Recombination frequency

• There are hot- and coldspots of meiotic recombination in S.cerevisiae. Each chromosome has hotspots & coldspots; hotspots tend to cluster around regions with high G+C content whereas coldspots are nonrandomly associated with centromeres and telomeres. Hotspots are also enriched near genes involved in metabolic pathways and ionic homeostasis; coldspots were over-represented near ORFs involved in transport facilitation and intracellular transport. Some types of hotspots require transcription factor binding in order to become active. Hotspots tend to be in intergenic regions. (Gerton et al, '00)

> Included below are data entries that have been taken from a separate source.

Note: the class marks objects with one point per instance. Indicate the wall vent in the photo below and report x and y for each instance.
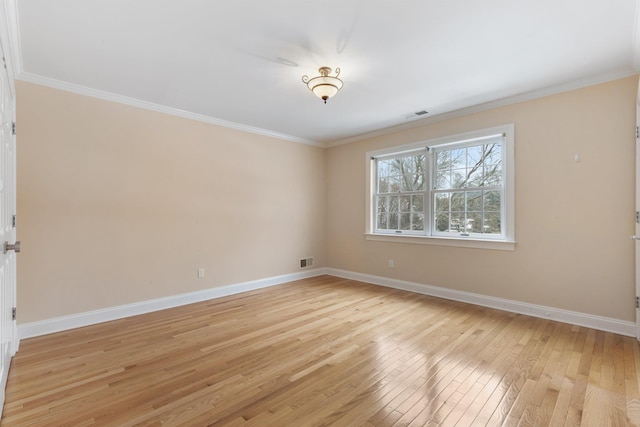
(306, 262)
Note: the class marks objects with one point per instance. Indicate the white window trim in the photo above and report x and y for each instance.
(508, 243)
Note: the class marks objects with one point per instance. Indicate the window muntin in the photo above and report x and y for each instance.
(400, 192)
(458, 188)
(468, 194)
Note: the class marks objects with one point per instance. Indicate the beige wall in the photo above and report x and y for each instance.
(118, 204)
(573, 220)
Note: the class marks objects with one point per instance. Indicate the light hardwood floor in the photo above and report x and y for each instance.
(326, 351)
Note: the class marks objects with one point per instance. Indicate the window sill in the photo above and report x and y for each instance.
(500, 245)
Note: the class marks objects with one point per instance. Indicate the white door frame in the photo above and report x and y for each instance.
(637, 220)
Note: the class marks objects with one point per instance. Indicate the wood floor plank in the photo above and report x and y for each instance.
(326, 351)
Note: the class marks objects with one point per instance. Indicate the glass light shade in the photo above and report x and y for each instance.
(324, 86)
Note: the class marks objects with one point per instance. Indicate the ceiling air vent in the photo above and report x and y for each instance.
(415, 114)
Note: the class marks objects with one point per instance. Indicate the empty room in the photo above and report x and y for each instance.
(292, 213)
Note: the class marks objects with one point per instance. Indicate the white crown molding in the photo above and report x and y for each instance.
(108, 96)
(572, 317)
(527, 96)
(11, 35)
(63, 323)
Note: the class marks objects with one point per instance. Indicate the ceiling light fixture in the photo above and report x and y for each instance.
(324, 85)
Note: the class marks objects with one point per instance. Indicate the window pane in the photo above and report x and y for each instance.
(493, 154)
(474, 222)
(383, 185)
(382, 204)
(443, 160)
(474, 201)
(442, 222)
(383, 219)
(474, 156)
(492, 223)
(457, 201)
(405, 203)
(475, 176)
(442, 202)
(417, 203)
(458, 159)
(458, 178)
(383, 168)
(417, 221)
(492, 201)
(443, 179)
(457, 222)
(393, 221)
(405, 221)
(394, 183)
(493, 175)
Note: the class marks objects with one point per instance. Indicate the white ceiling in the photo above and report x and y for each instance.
(240, 62)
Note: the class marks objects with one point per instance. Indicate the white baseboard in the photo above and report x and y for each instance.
(63, 323)
(572, 317)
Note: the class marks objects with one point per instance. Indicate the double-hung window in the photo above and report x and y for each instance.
(454, 191)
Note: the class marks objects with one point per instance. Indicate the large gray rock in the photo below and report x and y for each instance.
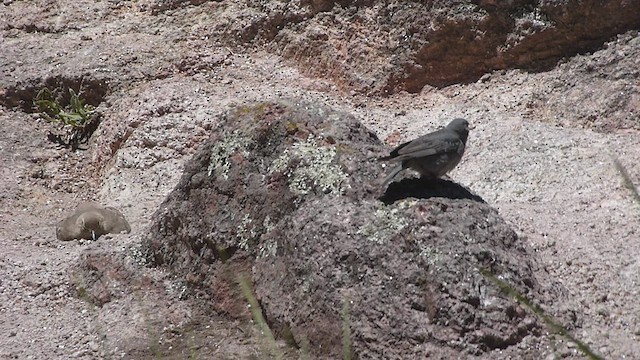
(290, 194)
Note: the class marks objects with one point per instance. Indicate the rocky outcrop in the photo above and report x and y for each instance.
(289, 193)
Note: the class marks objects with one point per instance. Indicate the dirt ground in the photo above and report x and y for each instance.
(540, 152)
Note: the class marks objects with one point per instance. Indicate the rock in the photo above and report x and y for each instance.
(289, 193)
(392, 46)
(90, 221)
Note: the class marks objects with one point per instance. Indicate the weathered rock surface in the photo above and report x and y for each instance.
(90, 221)
(290, 193)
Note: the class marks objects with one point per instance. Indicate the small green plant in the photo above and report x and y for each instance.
(76, 122)
(554, 325)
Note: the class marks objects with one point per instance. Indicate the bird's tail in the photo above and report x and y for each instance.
(391, 175)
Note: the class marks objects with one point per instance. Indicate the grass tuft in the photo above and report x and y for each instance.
(626, 179)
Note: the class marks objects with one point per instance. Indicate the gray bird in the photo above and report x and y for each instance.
(433, 154)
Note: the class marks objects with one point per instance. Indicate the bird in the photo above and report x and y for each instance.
(432, 155)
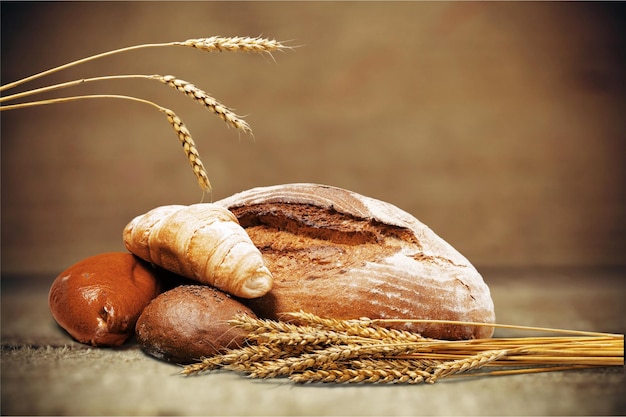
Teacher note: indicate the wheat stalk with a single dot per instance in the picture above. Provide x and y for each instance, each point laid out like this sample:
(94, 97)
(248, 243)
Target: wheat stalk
(215, 43)
(353, 351)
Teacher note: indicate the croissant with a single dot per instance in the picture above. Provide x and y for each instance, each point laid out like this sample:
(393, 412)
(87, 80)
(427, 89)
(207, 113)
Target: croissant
(203, 242)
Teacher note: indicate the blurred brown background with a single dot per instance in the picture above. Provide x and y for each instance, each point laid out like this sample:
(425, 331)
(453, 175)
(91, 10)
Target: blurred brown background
(499, 125)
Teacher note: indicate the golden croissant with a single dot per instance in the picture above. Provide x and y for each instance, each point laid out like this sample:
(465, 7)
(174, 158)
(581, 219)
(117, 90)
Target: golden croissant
(203, 242)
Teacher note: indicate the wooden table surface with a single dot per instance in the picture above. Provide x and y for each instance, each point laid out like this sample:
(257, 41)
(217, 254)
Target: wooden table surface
(45, 372)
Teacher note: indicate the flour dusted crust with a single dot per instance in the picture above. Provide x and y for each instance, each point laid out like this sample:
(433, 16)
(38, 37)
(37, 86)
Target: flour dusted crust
(335, 253)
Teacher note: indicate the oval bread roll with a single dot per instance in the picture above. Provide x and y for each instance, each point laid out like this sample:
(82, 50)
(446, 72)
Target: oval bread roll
(98, 300)
(190, 322)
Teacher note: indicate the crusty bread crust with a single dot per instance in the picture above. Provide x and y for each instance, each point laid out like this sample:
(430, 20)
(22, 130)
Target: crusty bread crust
(338, 254)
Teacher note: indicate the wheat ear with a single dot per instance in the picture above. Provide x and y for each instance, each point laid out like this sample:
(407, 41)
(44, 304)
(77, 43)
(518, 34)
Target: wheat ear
(200, 96)
(181, 131)
(214, 43)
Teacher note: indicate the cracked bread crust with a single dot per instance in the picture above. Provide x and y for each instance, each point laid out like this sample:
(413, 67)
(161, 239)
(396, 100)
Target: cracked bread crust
(339, 254)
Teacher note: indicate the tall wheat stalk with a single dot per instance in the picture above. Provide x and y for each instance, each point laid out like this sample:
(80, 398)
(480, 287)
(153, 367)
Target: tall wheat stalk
(212, 44)
(351, 351)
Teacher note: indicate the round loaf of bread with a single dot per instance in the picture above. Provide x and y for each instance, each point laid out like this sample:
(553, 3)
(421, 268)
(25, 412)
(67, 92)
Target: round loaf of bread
(98, 300)
(338, 254)
(190, 322)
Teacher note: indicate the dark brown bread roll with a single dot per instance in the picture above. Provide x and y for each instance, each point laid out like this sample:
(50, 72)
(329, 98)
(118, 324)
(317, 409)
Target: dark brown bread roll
(189, 322)
(338, 254)
(98, 300)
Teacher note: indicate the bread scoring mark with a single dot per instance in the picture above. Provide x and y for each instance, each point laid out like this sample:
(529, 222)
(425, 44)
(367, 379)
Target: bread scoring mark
(423, 257)
(467, 287)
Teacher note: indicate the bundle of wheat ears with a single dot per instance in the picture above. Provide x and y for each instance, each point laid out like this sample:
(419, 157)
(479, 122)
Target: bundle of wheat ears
(329, 350)
(363, 350)
(212, 44)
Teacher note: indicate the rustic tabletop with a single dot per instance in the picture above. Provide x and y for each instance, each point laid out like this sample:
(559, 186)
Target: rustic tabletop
(45, 372)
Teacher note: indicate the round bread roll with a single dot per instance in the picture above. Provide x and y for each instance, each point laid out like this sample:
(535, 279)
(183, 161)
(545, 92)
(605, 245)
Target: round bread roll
(338, 254)
(98, 300)
(190, 322)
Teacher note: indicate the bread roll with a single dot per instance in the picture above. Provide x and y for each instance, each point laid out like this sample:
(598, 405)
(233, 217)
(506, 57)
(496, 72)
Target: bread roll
(189, 322)
(98, 300)
(202, 242)
(339, 254)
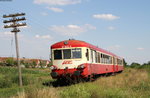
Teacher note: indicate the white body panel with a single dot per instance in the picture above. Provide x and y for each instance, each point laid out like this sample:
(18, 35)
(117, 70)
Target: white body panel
(70, 63)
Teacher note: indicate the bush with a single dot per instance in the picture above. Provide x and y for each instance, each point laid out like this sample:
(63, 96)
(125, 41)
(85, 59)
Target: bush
(5, 82)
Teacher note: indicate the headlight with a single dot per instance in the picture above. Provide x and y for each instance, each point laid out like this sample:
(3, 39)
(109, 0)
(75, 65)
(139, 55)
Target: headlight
(81, 66)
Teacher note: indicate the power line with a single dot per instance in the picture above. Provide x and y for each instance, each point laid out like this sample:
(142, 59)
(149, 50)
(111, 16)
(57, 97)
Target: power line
(14, 24)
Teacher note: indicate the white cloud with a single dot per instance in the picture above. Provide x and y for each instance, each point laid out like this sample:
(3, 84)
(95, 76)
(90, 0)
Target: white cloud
(44, 14)
(71, 30)
(54, 9)
(111, 28)
(115, 47)
(43, 37)
(57, 2)
(105, 16)
(5, 34)
(140, 48)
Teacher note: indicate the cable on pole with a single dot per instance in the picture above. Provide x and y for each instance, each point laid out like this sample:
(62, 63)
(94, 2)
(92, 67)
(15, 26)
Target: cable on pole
(13, 23)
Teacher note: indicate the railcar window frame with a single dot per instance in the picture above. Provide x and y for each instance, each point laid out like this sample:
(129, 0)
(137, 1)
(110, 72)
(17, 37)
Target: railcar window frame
(60, 55)
(67, 53)
(76, 51)
(64, 55)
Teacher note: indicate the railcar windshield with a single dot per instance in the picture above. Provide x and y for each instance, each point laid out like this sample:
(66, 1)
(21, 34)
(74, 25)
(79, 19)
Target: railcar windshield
(67, 54)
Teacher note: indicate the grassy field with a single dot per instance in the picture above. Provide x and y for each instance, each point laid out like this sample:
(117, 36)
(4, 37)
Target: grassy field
(132, 83)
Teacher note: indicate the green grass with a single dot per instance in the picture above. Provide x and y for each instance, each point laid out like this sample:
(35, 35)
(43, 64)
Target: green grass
(31, 79)
(132, 83)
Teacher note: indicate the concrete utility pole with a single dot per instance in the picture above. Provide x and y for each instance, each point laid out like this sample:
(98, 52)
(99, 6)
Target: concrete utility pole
(14, 20)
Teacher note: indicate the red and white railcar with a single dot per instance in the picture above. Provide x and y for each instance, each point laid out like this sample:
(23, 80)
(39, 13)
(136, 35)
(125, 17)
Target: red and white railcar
(75, 58)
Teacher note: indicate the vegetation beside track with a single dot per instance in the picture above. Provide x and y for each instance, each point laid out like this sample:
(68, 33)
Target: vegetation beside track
(133, 82)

Transcription factor binding sites

• Paper with lots o' data: Harbison et al, '04
• Lots of high-scoring transcription factor binding sites in ORFs, some of which are actually bound to in vivo (but with lower average binding strength than sites in intergenic regions). (My 7.90 class project)

Chromosome replication

• Survey paper: MacAlpine and Bell, '05
• Autonomous replication sequences (ARS), are about 200 bp long and contain an ARS consensus sequence (ACS) that's ~11bp long. Sequence flanking the ACS is essential, but there are no obvious sequence similarities between flanking sequences in different ARSs.
• There are 200-400 ARSs in the yeast genome (ie they occur every 30-40 kbp), but not all function as origins of replication.
• For given cell type, under given growth condition, each part of the genome replicates at a characteristic time within S phase.
• Activation timing of each origin is related to its chromosomal position; origins near centromeres are activated earlier, origins near telomeres are activated later than other origins.
• No correlation between steady-state transcription level of a gene and establishment/activation of an origin near the gene.
• Pre-RC (complex that assembles at origins before replication) primarily assembles at pro-ARSs (ie possible origins of replication) in intergenic regions. However, significantly fewer pro-ARSs occur in intergenic sequences flanked by diverging transcripts than would be expected.
• Bottom line:

1. Still can't predict which ARSs will actually function as origins of replication, and the timing of their activation.
2. Mechanism responsible for establishing the conserved, characteristic pattern of replication across the genome is still unknown.

Chromatin structure

(Random notes, not yet organized)

• Histone variants: H2A.z is associated with transcribed regions; inhibits repressive chromatin structures. CENP-A histone variant is associated with nucleosomes that include centromeric DNA.
• Nucleosome remodeling complexes can be targeted to DNA by interaction with DNA-bound transcription factors. Alternatively, binding of some TF to DNA is incompatible with association of the same DNA with a histone octamer. Since nucleosomes require >147bp of DNA to form, if 2 such TF bind < 147bp apart, the DNA between them can't assemble into a nucleosome.
• Nucleosomes assemble preferentially on A:T-rich DNA when minor groove faces the histone octamer, G:C-rich DNA when major groove faces octamer. Sequences that alternative between A:T and G:C-rich sequences with periodicity of ~5bp act as preferred nucleosome binding sites.
• Modification of N-terminal tails of histones alters chromatin accessibility. Acetylated nucleosomes are typically associated with transcriptionally active nucleosomes, deacetylated nucleosomes with transcriptionally inactive chromatin. Methylation can have either effect, depending on particular amino acid that is methylated. There are no known demethylases.
• Proteins with bromodomains interact with acetylated histone tails, proteins with chromodomains with methylated histone tails. Bromo/chromodomain-containing proteins are often associated with acetylases/methylases and can thus participate in a positive feedback loop.
• During DNA replication, H3:H4 tetramers are either transferred wholesale to the new strand or retained on the old strand. H2A:H2B dimers are released into soluble pool and then reassociate with the old and new strands.

Semi-random papers

• Engineering evolution to study speciation in yeasts: The authors rearranged the S.cerevisiae genome to be collinear with that of S.mikatae in order to allow them to study the constraints on mating between these two yeast species.